Oh, there we go, everyone’s favorite topic: taxes. Jokes aside, doing your taxes and making sure everything is as it should be is an important part of every investors’ work (or their tax accountants). Because, as you know, you don’t want to get in trouble with tax authorities.
So in this article we’ll highlight some things that you should know about tax declaration as a retail investor, so you are prepared for when tax season comes around. We’ll discuss what documents you may need, when a taxable event can happen in P2P lending, and if losses are deductible.
Important note: Lendermarket is not a tax advisor, and the tax laws in every country are different. Therefore, the following information should be seen as a general guide on how to handle your taxes, not as tax advice. The details will likely differ in your unique case, and thus it’s best to consult a tax professional that’s allowed to practice in your country, to be sure you perform all your duties correctly.
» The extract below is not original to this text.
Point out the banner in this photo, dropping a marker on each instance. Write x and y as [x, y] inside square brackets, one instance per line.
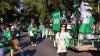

P2P lending taxes – the basics
In the following section, we want to discuss five basic questions that can help you get a rough idea of how to handle your taxes when investing into P2P lending. Keep in mind that this is a general approach and no substitute to tax advice.
Do I need to pay taxes on returns from P2P lending?
In most countries, you need to pay taxes when you earn money. There are some exemptions or different cases like an inheritance, but if you work to earn money or invest, then the gains you make from that have to be taxed.
There are some tax advantages accounts where taxes are only due after a certain time period or that incur a lower tax rate, but in general, the money you make from the P2P lending returns will have to be taxed.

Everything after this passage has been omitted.